Google has never taken user security for granted. Thus, websites serving HTTPS pages instead of HTTP were given a slight ranking boost in 2014.
However Google has not stopped there as they have been pushing hard for the more secure HTTPS protocol to be used everywhere.
The next step they took in this process was to prioritize the indexation of HTTPS pages:
We’d like to announce that we’re adjusting our indexing system to look for more HTTPS pages. Specifically, we’ll start crawling HTTPS equivalent of HTTP pages, even when the former are not linked to from any page. When two URLs from the same domain appear to have the same content but are served over different protocol schemes, we’ll typically choose to index the HTTPS URL if:
- It doesn’t contain insecure dependencies.

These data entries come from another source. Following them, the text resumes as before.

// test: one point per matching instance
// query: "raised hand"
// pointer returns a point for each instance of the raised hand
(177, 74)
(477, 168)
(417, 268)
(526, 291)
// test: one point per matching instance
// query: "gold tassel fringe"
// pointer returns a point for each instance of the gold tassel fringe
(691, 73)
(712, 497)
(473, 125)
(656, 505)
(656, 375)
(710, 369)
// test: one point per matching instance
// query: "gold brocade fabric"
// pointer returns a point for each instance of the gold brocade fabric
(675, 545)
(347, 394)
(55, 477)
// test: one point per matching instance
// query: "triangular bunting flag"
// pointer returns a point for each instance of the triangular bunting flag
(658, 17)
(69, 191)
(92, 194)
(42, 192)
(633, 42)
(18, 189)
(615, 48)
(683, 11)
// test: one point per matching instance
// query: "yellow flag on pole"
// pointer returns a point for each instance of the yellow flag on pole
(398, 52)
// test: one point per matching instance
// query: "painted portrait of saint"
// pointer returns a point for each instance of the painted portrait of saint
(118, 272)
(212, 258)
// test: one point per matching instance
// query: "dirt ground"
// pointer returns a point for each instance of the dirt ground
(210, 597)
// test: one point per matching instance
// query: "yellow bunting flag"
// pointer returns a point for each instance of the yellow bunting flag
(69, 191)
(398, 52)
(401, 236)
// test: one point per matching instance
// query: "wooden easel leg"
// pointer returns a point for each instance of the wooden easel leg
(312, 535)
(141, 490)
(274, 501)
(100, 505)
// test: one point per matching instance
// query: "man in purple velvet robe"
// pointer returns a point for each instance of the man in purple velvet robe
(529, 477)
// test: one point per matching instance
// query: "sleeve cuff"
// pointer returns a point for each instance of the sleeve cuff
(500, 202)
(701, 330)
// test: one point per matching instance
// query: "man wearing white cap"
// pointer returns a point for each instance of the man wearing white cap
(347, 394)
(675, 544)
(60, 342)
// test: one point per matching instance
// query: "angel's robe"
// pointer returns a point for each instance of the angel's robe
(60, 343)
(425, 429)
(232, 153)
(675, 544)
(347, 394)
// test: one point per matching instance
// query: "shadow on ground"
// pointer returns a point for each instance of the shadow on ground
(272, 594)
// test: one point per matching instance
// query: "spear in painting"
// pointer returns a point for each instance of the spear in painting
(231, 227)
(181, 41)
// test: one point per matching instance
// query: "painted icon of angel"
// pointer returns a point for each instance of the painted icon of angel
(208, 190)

- It isn’t blocked from crawling by robots.txt.
- It doesn’t redirect users to or through an insecure HTTP page.
- It doesn’t have a rel=”canonical” link to the HTTP page.
- It doesn’t contain a noindex robots meta tag.
- It doesn’t have on-host outlinks to HTTP URLs.
- The sitemaps lists the HTTPS URL, or doesn’t list the HTTP version of the URL.
- The server has a valid TLS certificate.
So basically, if you have both an HTTP and an HTTPS version of a certain page on your website, Google will index the HTTPS version by default.
The search engine giant is becoming more and more strict with their HTTPS policy so I won’t be surprised if, sooner or later, they start giving a bigger rankings boost to HTTPS pages. As usual, we’ll have to wait and see.